Among the Digambara Jains the title is awarded for building a Jain temple with formal installation (Panch-kalyanak Pratishtha) of Tirthankara images with festivities, often accompanied with a gajrath. Among the Śvetāmbara Jains it is awarded for conducting a mass pilgrimage to major tirthas.

==Bundelkhand titles==
In most north Indian Jain communities, the honorific "Sah" (Sanskrit Sadhu) has been widely used. It can be used by any Jain.

In Bundelkhand a system of titles, which are inherited, has been in use for several centuries.

===Award of Singhai===
A 1437 AD inscription at Deogarh uses the terms Singhai and Sanghadhipati. It mentions a pratishtha conducted by Bhattaraka Devendrakirti of Chanderi. A 1467 AD inscription on a metal image in Bhind uses the term Sanghai for the male members of a family and Sanghaini for two female members. These and other 15th century inscriptions suggest the presence of the title in Bundelkhand.

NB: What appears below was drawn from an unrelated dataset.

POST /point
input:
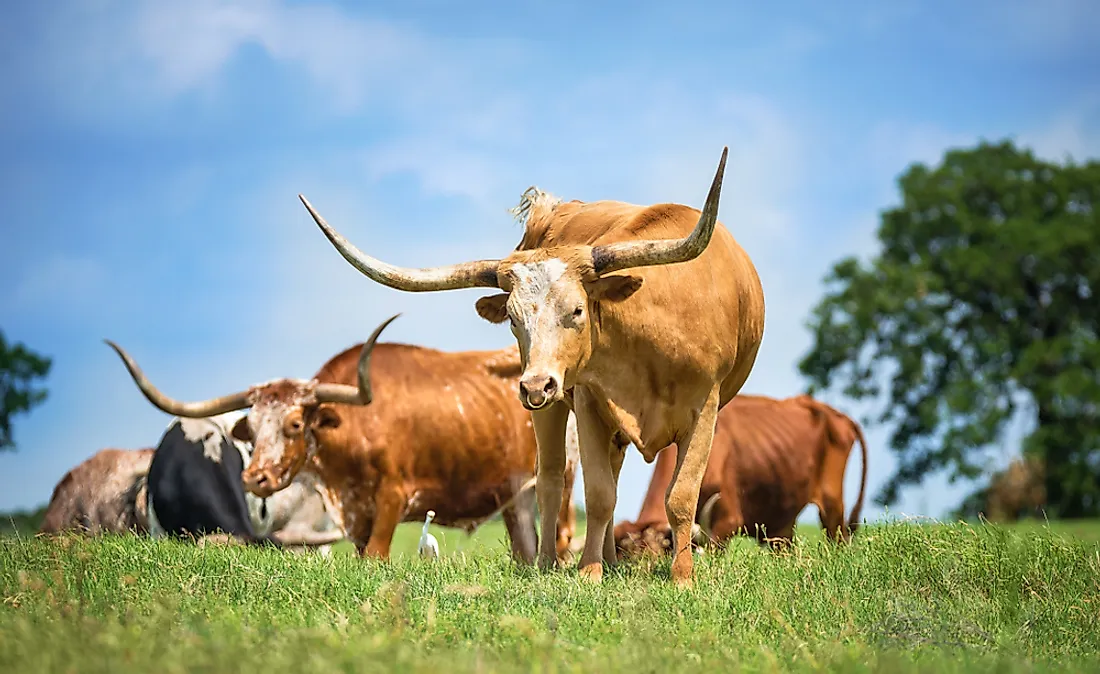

The tradition of the title Singhai exists in Bundelkhand among the Parvaars, Golapurvas and the Golarare. It also exists in the Bhadawar/Gwalior region among the Kharaua, and Varaiya communities. The terms Sanghavi, Sanghadhip and Sanghapati were used in the time of poet Raighu (1383–1468) for Gwalior Shravakas belonging to Agrawal and Golalare communities.

Navalsah Chanderia has described an elaborate Pratishtha with Gajrath conducted by his ancestors in 1594 at Bhelsi where they were awarded the title of Singhai. The temple built on this occasion still exists in Bhelsi. Vinodilal (about in 1690) his Phulamala Pachchisi mentions that organizing a pratishtha is rewarded by the title Sanghahi.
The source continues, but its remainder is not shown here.